Any idea what am I doing wrong?
CodePudding user response:
In short: It's not possible. You cannot mate these two conditions at push time because, as stated in the comments, tags have no relation to branches. This is a concept rooted in git
and not something GitLab has control over.
When you push a tag, there is no reference to any branch. It points to a commit. That commit may exist on one branch, many branches, or even no branch at all. When you tag a commit and push the tag, it doesn't matter what your current working branch is. There's no branch information associated with that push of the tag.

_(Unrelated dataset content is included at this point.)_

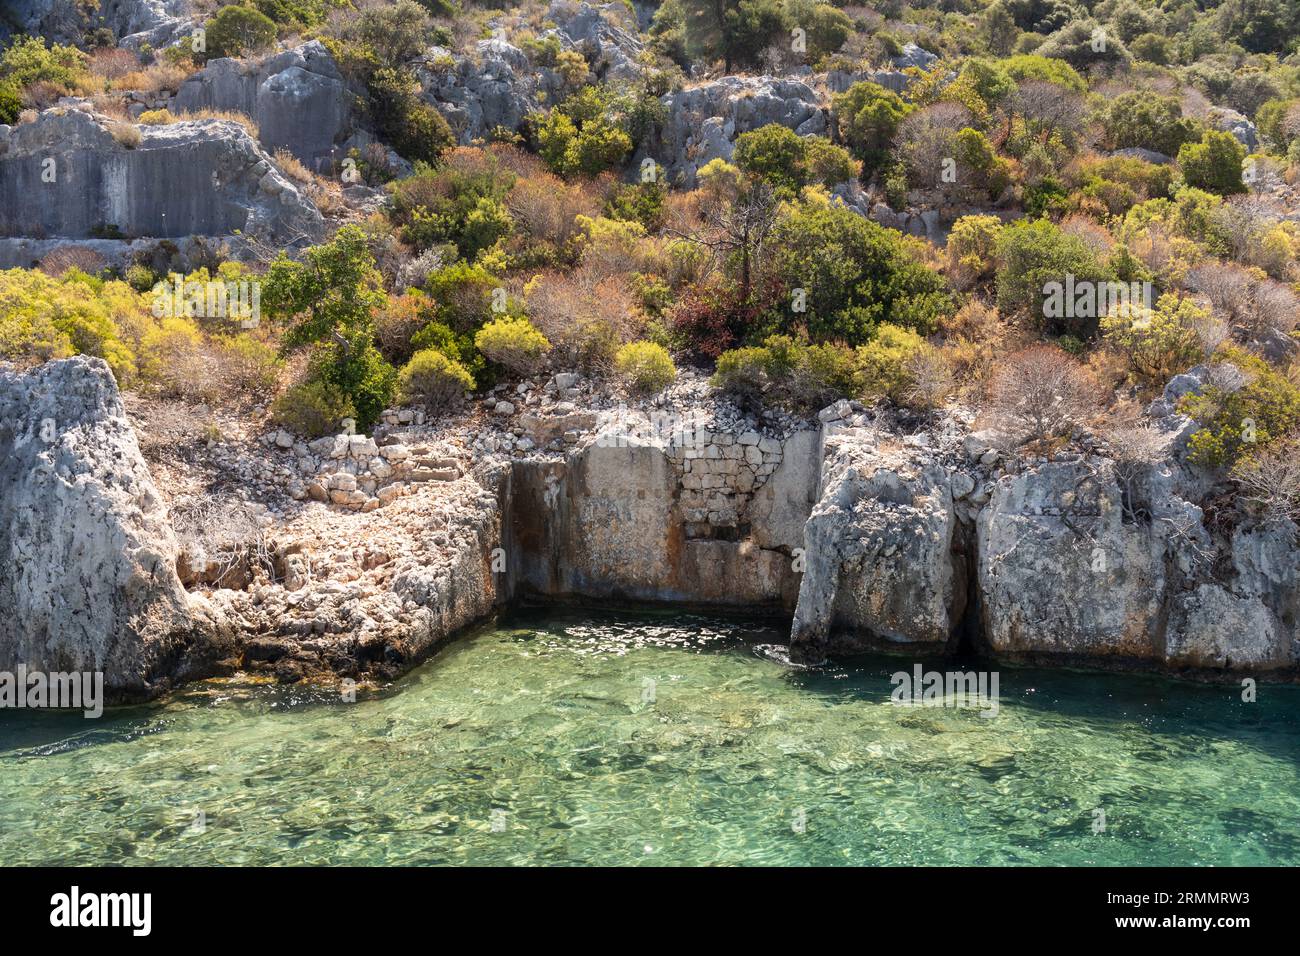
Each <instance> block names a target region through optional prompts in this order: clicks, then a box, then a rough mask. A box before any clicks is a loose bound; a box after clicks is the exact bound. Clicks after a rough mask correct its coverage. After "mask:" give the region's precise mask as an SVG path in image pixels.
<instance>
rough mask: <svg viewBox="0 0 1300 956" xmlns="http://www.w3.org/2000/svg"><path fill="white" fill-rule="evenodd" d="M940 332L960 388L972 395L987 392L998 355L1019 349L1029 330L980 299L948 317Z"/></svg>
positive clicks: (1020, 346) (1008, 353) (960, 389)
mask: <svg viewBox="0 0 1300 956" xmlns="http://www.w3.org/2000/svg"><path fill="white" fill-rule="evenodd" d="M940 333H941V334H943V337H944V349H943V351H944V356H945V359H946V360H948V363H949V365H950V367H952V369H953V377H954V380H956V384H957V386H958V390H959V392H962V393H965V394H967V395H969V397H971V398H975V397H980V395H982V393H983V392H984V385H985V384H987V382H988V380H989V377H991V376H992V373H993V365H995V362H996V358H997V356H998V355H1008V354H1010V352H1013V351H1015V350H1017V349H1019V347H1022V346H1023V345H1024V343H1026V341H1027V333H1024V332H1023V330H1022V329H1019V328H1018V326H1015V325H1013V324H1010V323H1008V321H1006V320H1004V319H1002V316H1001V315H1000V313H998V311H997V310H996V308H993V307H992V306H987V304H984V303H983V302H982V300H979V299H970V300H969V302H967V303H966V304H963V306H962V307H961V308H959V310H957V312H956V313H954V315H952V316H948V317H946V319H944V320H943V323H941V325H940Z"/></svg>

That's part of the reason why branch pipelines are separate from tag pipelines and why the CI_COMMIT_BRANCH
variable is not present for tag pipelines and CI_COMMIT_TAG
is not present on branch pipelines. That's also why the CI_COMMIT_REF_NAME
variable is EITHER the branch name OR the tag.
Therefore, if you're expecting CI_COMMIT_TAG
to be present, CI_COMMIT_REF_NAME
and CI_COMMIT_TAG
will always be the same. Hence, your rule can never evaluate as true as your rule relies on them being different, which, inherently, can never happen based on the properties discussed above.
Illustrated in a table:
Variable | Branch pipelines | Tag Pipelines |
---|---|---|
CI_COMMIT_REF_NAME | my-branch | tag-name |
CI_COMMIT_BRANCH | my-branch | |
CI_COMMIT_TAG | tag-name |
What you're asking for is simply not possible using rules:
.
You might be able to achieve something like what you want by introspecting the HEAD on a branch pipeline job for main
using git
to see if a tag matching the pattern exists and then using dynamic child pipelines to trigger the desired workflow thereafter.
But that approach is error-prone for a number of reasons and the better route is almost certainly to rethink your workflow.